La réforme universitaire


QUE LES RÉFORMES soient l’expression la plus typique de l’esprit conservateur, voilà qui tient désormais (1) du dicton . Le « besoin que tout change pour que tout reste identique » du marquis de Lampedusa renferme une vérité profonde : c’est que la révolution ne peut être faite par l’ancien régime*, parce cela ne pourrait que remuer (et le ferait volontiers) la marmite sociale en veillant bien à ce qu’aucune goutte ne déborde et ne se perde. La révolution — il ne faut pas qu’elle soit bruyante ni sanglante : je me méfie de ces révolutions — est l’avènement d’une idée, ou, si nous voulons être plus solennels, le retour périodique de l’esprit sur la terre. L’esprit est le Dieu caché de l’Évangile : rien n’est plus sûr, rien n’est plus sujet à éclipses. Mais quand il revient — et, malgré nous, nous lui offrons toujours des occasions de revenir —, les réformes sont déjà faites, parce qu’elles sont Lui-même, elles sont précisément cette idée. Nous, avec nos structures juridiques, nous les traduirons en lois et en faits, mais c’est cette idée qui guidera notre main. L’ancien régime, qui n’est finalement que le vieil homme, n’aura rien à remuer.
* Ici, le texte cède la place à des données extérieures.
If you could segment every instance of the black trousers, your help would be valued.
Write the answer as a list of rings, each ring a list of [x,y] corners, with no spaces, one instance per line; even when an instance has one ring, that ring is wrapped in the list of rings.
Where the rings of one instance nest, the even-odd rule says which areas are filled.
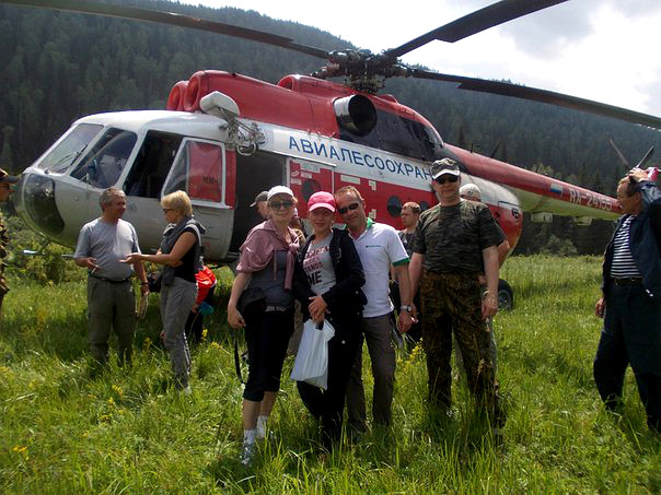
[[[630,364],[651,428],[661,431],[661,300],[642,284],[611,285],[604,329],[594,357],[594,381],[606,406],[622,397]]]
[[[248,379],[243,398],[262,402],[264,392],[280,389],[287,344],[293,332],[293,308],[287,311],[248,311],[244,318]]]
[[[335,329],[328,341],[328,388],[323,390],[305,381],[297,381],[301,400],[310,413],[322,421],[322,443],[330,449],[341,435],[347,382],[361,342],[360,314],[343,318],[327,315]]]

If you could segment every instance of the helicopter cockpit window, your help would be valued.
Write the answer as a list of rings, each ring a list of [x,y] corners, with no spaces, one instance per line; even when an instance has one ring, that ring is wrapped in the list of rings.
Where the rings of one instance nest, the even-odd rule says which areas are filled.
[[[48,173],[63,174],[102,129],[103,126],[97,123],[79,123],[72,127],[65,139],[42,158],[37,167]]]
[[[124,182],[127,196],[159,198],[184,137],[149,131]]]
[[[124,170],[137,139],[135,132],[106,129],[94,148],[71,172],[71,177],[102,189],[114,186]]]
[[[376,126],[369,133],[358,135],[340,127],[339,139],[425,162],[442,158],[443,141],[434,129],[417,120],[379,109]]]
[[[163,196],[183,190],[192,200],[222,202],[223,151],[219,144],[185,142],[172,168]]]

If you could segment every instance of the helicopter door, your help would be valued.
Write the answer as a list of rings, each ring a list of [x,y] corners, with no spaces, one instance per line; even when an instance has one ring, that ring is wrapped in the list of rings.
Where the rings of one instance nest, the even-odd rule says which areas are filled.
[[[223,259],[230,244],[234,207],[234,153],[224,144],[185,138],[165,179],[162,197],[183,190],[193,203],[195,217],[206,227],[205,256]]]
[[[297,209],[301,219],[308,217],[308,200],[318,191],[335,192],[333,167],[299,158],[287,160],[289,187],[299,199]]]
[[[523,228],[523,210],[517,204],[498,201],[498,211],[494,214],[494,217],[505,231],[510,248],[513,250]]]
[[[378,212],[378,207],[384,203],[383,200],[380,201],[379,193],[384,193],[384,191],[379,190],[379,184],[375,179],[370,179],[369,177],[358,177],[355,175],[348,174],[338,174],[335,178],[335,187],[337,189],[345,186],[353,186],[356,189],[360,191],[360,195],[364,199],[366,202],[366,214],[372,220],[378,220],[380,222],[391,223],[390,220],[385,217],[385,212],[383,210]],[[384,186],[383,182],[381,182]]]

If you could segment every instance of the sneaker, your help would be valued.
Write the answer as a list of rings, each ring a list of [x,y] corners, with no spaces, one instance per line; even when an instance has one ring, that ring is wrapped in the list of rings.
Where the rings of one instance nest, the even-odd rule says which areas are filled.
[[[241,449],[241,463],[243,465],[251,465],[255,460],[256,452],[256,444],[253,441],[252,444],[243,444],[243,449]]]

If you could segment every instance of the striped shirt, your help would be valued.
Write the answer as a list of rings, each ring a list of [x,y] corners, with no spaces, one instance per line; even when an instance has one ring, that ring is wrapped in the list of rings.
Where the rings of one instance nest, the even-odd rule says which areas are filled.
[[[640,272],[629,250],[631,219],[633,216],[629,215],[615,233],[615,239],[613,240],[613,264],[611,266],[611,276],[613,279],[640,278]]]

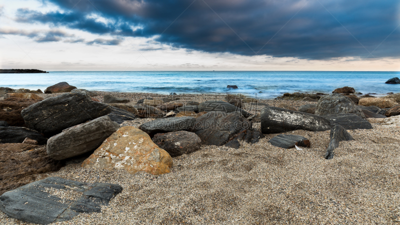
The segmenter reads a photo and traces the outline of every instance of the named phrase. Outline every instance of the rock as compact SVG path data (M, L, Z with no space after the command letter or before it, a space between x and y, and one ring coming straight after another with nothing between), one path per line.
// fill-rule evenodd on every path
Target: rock
M184 130L158 134L152 140L172 157L196 152L202 144L202 140L196 134Z
M310 140L300 135L279 134L268 141L274 146L283 148L292 148L296 144L299 147L310 147Z
M364 98L360 100L358 104L366 106L375 106L380 108L391 108L398 104L398 103L392 98Z
M107 116L72 126L48 139L47 154L62 160L92 151L118 128Z
M294 108L288 104L286 103L281 103L278 105L278 108L286 108L286 110L292 110L292 111L297 111L296 108Z
M261 132L276 134L296 130L323 131L330 130L329 121L312 114L276 107L266 107L261 110Z
M106 94L103 97L104 103L128 103L130 102L128 99L116 98L110 94Z
M34 100L43 100L43 98L38 96L33 93L8 93L4 96L4 99L10 98L30 98Z
M390 78L384 83L388 84L400 84L400 79L399 79L398 78Z
M38 141L36 140L32 140L29 138L26 138L22 142L22 144L38 144Z
M0 194L34 181L36 174L57 170L63 165L47 155L46 146L0 144Z
M28 128L50 137L110 112L110 106L92 101L80 92L46 98L24 109L21 114Z
M172 158L152 141L147 134L122 126L107 138L82 164L82 167L144 171L154 175L170 172Z
M223 101L208 100L202 102L198 105L198 112L222 112L226 113L238 112L246 118L251 116L250 113L244 110Z
M366 116L348 98L340 94L326 96L318 100L315 114L317 116L354 114L362 118Z
M39 102L28 98L11 98L0 100L0 118L12 126L26 126L21 116L22 110ZM4 109L6 108L6 111Z
M299 107L298 111L310 114L315 114L316 108L316 104L306 104Z
M356 90L354 88L346 86L340 88L336 88L332 92L332 93L352 94L355 92Z
M178 107L175 110L177 112L198 112L198 106L196 105L188 105L184 106L182 107Z
M372 129L370 122L353 114L326 115L324 118L328 120L330 125L341 125L346 130Z
M54 94L70 92L71 90L76 88L76 86L71 86L66 82L60 82L60 83L56 84L52 86L48 87L48 88L44 90L44 93Z
M0 126L0 143L22 143L26 138L44 144L47 139L36 130L19 126Z
M400 106L394 106L389 108L384 115L388 117L400 115Z
M152 106L139 104L134 107L138 110L136 116L140 118L162 118L164 116L162 111Z
M0 196L0 210L12 218L28 222L61 222L80 212L100 212L102 207L122 190L118 184L92 184L53 176L4 194Z
M128 111L116 107L112 106L110 107L111 112L107 116L110 117L112 120L116 122L118 124L121 124L124 121L132 120L136 118L134 114Z
M352 140L354 138L350 135L343 126L336 125L330 130L330 142L326 149L325 158L331 160L334 154L334 149L339 146L339 142L342 140Z
M173 117L156 120L142 124L139 129L146 132L150 136L158 133L166 133L180 130L190 130L196 122L191 116Z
La louche lui sera tombée des mains. 

Voilà pourquoi moi qui suis, comme on doit l’être, incurablement optimiste quand il s’agit de l’esprit, je considère avec scepticisme ce grand chaudron à réformes que semble devenue aujourd’hui l’Italie. Il n’y a pas un recoin, pas une soupente qu’on ne veuille réformer : on répète « réformer, réformer », au sens absolu, sans complément d’objet, tout comme on conteste pour contester. C’est le symptôme le plus évident du remplacement de la réforme par le tapage, qui n’a jamais rien réformé. 

L’école, la grande malade de toutes les époques de transition, n’est évidemment pas restée étrangère à ce destin. On a commencé par des violences d’origine douteuse ou plutôt ne faisant aucun doute, qui ont mystérieusement (pas tant que ça) cessé pour donner lieu aux projets législatifs en cours de discussion. Seront-ils approuvés ? Ne le seront-ils pas ? Peu importe, quand on regarde les choses de haut, et que l’on comprend qu’au fond il s’agit de laisser les choses en l’état : tant il est vrai que ce qui intéresse tout le monde, c’est exclusivement les «normes dites transitoires», c’est-à-dire celles qui permettront à ceux qui en ont envie d’entrer en masse dans le corps des enseignants, sans avoir à subir l’ennui des concours.

1 Titre original : « La riforma universitaria », dans Salvatore Satta, Quaderni del diritto e del processo civile, VI, Milan, Giuffrè, 1973, pp. 119-121.